EDITORIAL.
Il y a 50 ans : l’exode !
Il y a 50 ans nous quittions notre terre. Souvenons-nous de cette séparation, de cet exode ; souvenons-nous de ce que nous avons vécu et rendons hommage.
Rendons hommage à tous ceux qui sont restés là-bas, ceux qui ont disparu et dont on ne saura jamais plus rien, ceux qui sont morts dans les dernières semaines de notre présence et après, souvent dans des conditions abominables, mais rendons hommage aussi à tous les autres, ceux des générations qui nous ont précédés et qui reposent sur ce sol dont ils ont contribué à faire un pays.
Il y a 50 ans. Souvenons-nous !
En vertu de ce qu’on a appelé les accords d’Evian, - des accords qui n’en étaient pas - les combats et attentats auraient dû prendre fin le 19 mars 1962 à midi. Il n’en fut rien. Bien au contraire, c’est après cette date qu’ont été connues les heures les plus sombres, les tragédies les plus atroces, les trahisons les pires.
C’est à partir de cette date que commençait le massacre des harkis et de leurs familles, massacres que d’aucuns n’ont pas hésité à qualifier de génocide. C’est le 26 mars qu’éclatait la fusillade de la rue d’Isly pendant que le quartier de Bab-el-Oued était bombardé. En avril, les enlèvements de civils commençaient à prendre une considérable ampleur et c’est ce même mois que l’exode débutait.
Les horribles massacres du 5 juillet à Oran, les disparitions, éteignaient les dernières lueurs d’espoir. En trois mois, près d’un million de personnes avaient déjà quitté l’Algérie ; après cette date, les départs se sont, évidemment, encore accélérés.
Il y a 50 ans, souvenons-nous !
Les quais du port d’Oran, ceux de Bône, de Philippeville et d’Alger ; les aéroports d’Oran-La Sénia, de Bône-Les Salines, de Constantine-Telergma, d’Alger-Maison Blanche. Souvenons-nous les heures et les jours d’attente dans des conditions épouvantables.
Les navires de la Compagnie de Navigation Mixte, de la Compagnie transatlantique ou de la S.G.T.M. qui quittaient les ports étaient surchargés.

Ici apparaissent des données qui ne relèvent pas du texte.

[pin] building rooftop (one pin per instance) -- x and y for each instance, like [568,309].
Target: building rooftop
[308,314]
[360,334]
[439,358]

A l’arrivée, bien peu étaient accueillis, une valise à la main, de jeunes enfants en pleurs dans les bras, des vieillards éperdus qu’il fallait prendre en charge, ils devaient faire face. Quelquefois, les conteneurs ou les cadres, très artisanaux, qui avaient emporté le maigre déménagement de ceux, bien rares, qui avaient pu obtenir d’en partager un, s’écrasaient malencontreusement sur les quais des ports, la voiture qu’ils avaient miraculeusement sauvée tombait à la mer. Là aussi, il fallait faire face.
Il a fallu subir tout cela dans la souffrance de la terre arrachée, dans l’angoisse de la terre - pour beaucoup - inconnue, dans l’appréhension de l’avenir. Dans la tristesse des amitiés perdues et des familles dispersées, dans la douleur de la séparation de populations qui ne demandaient qu’à vivre ensemble.
La folie des hommes, l’inhumanité du Gouvernement de Paris, par ailleurs incapable de faire à chacun sa place, les a chassés de leur terre, de l’unique terre sur laquelle ils voulaient vivre, celle sur laquelle leurs parents ont vécu, celle sur laquelle les leurs ont été enterrés. Les leurs, ils devaient les abandonner dans des cimetières souvent bien vite profanés et aujourd’hui dans un état, en général, lamentable.
Ceux que l’on a appelé de façon discutable les Rapatriés, ont dû trouver leur place dans une société qui n’était pas accorte, qui s’est révélée hostile, dénuée de compassion et qui est allée même jusqu’à nier qu’ils aient dû quitter leur terre. Ils venaient, paraît-il, en vacances...
Les Harkis étaient bien peu nombreux à avoir pu prendre un bateau car ils n’avaient pas eu le droit de « partir en vacances », la raison d’Etat les avait voués au massacre. Pour ceux qui purent embarquer, ce furent les camps.
Il y a eu plus que de l’ingratitude, de l’infamie, mais heureusement, il y a eu des Justes : notamment le Général François Meyer, le Capitaine Rabah Khelif , le R.P. Michel de Laparre, les merveilleux animateurs de Secours de France auxquels nous devons rendre hommage. Eux, ils étaient là !
Les Rapatriés se sont retrouvés dans une Métropole qu’ils connaissaient peu ou pas du tout ; toutes confessions confondues, ils ont retroussé leurs manches, ils ont cherché à travailler, ils ont créé, ils ont bâti. Ils ont largement contribué à la prospérité de la France de ces années-là.
Il serait temps, grand temps que justice leur soit rendu.